While I would like to say that I calmly said something like, “Hey, sweetie. What happened to Elijah?” My actual words were something to the effect of, well, a honey badger drill sergeant screaming, “Sophia, WTF did you do?” She replies, “I accidentally kicked the chair when I was yawning.” …..um, WHAT?! I give her an earful and she ran to her room.
Jerry got Elijah out of the shower. I cleaned up the mess and made Elijah another plate of food. Then, Jerry came storming around the corner and he was on a mission to talk to Sophia. However, he couldn’t find her. He called her name twice. Then, I heard, “Where the FU*K are you?” (Just picture an angry 6’4″ bald man searching for an 8 year old that hid somewhere in the house…it was actually quite funny.) She came out from wherever she was hiding and heard the wrath of Jerry. Now, I have to tell you, it sounds like things are crazy. But, by this time we knew Elijah would be ok…we just had to lay down the law with Sophia. And, I was actually in the kitchen, laughing, at this point. I mean, really. The event was absurd.
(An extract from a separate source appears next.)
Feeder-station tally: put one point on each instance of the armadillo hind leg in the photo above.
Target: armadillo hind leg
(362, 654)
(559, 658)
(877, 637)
Jerry brought Sophia to the table then started to walk away. I ask where he was going. My pissedoffedness (….yep, another new word) had made me really hungry. I was ready to eat. Know what he said? “I’ve got to go back to the bathroom so I can finally wipe my ass…” So, THAT’S what took him so long to come see what was going on…
I lost it…laughing hysterically. The kids were confused. They didn’t know whether to laugh at Jerry or cry because of what happened.
Needless to say, lessons were learned tonight. A plate of food was ruined. We all lived. Everyone is calm now. Elijah’s chest isn’t red anymore and isn’t hurting him, thank goodness.
And, in case you’re wondering, Elijah had set his plate on the edge of the table, Sophia kicked his chair just as he was sitting down. Elijah lost his balance and the plate of hot food flipped onto his chest. He laid Superman style on his chair to try to wipe the food off of his chest.
How is your night? Anything exciting or absurd going on in your house?